Montesorri is an educational approach developed in the early 20th century by the Italian physician Dr. Maria Montesorri. The method revolves around specially designed, manipulative activities that engage children and allow them to work at their own pace. The Montessori learning environments are for multi-age groups: 0 to 3 years, 3 to 6 years, 9 to 12 years and 12 to 14 years. The first two groups are the age groups that participate in alphabet activities.
In the Montessori alphabet match game, teachers cut out large colorful upper and lower case letters and laminate them. Each upper- and lower-case letter has a corresponding color. For example, the upper and lower case A are both red. Students are then encouraged to match the lower case letter with the corresponding upper-case letter. Because the colors correspond with the letters, the child can easily perceive any errors so there is no need for adult correction. This Montessori method allows the child to learn problem-solving skills and build confidence as well.
The Montessori alphabet bingo game is played like traditional bingo. Cards contain grids with a letter in each grid. Large alphabet blocks are put into a box. The caller chooses a letter block out of the box and calls it out. Students then place a marker on the corresponding letter on their cards. When someone fills up a row, she calls "Bingo" and wins the game.
The Montessori alphabet sandpaper letter activity teaches students cursive letters. In Montessori classrooms, children learn to write cursive and print letters at the same time. For this activity, teachers cut out the cursive letters of the alphabet from fine sandpaper, then mount them on something stronger like cardboard. The vowels are mounted on a light blue cardboard and the consonants on a light pink cardboard. Before children practice writing the letters, they trace them with their fingers on the sandpaper letters.
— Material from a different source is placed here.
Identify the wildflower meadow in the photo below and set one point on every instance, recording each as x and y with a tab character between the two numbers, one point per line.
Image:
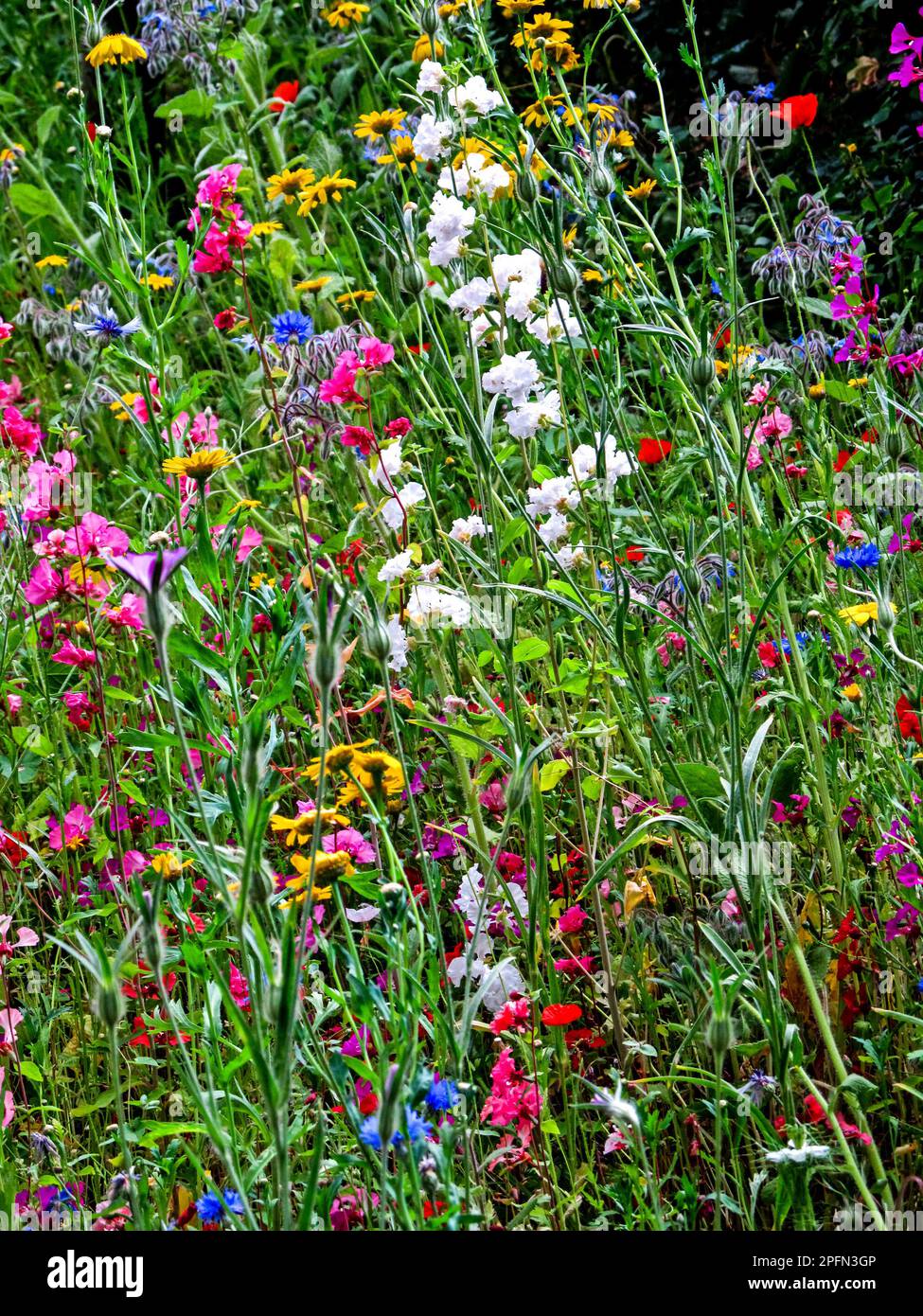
461	708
The Montessori movable alphabet activity teaches children the difference between vowels and consonants and allows them to learn to read and spell. Large letters are cut out -- the vowels are red and the consonants are blue. The letters are then placed in a shallow box with compartments for each letter. Toddlers can use this game in tandem with the sandpaper letters. Eventually, though, this game can be used to form simple words.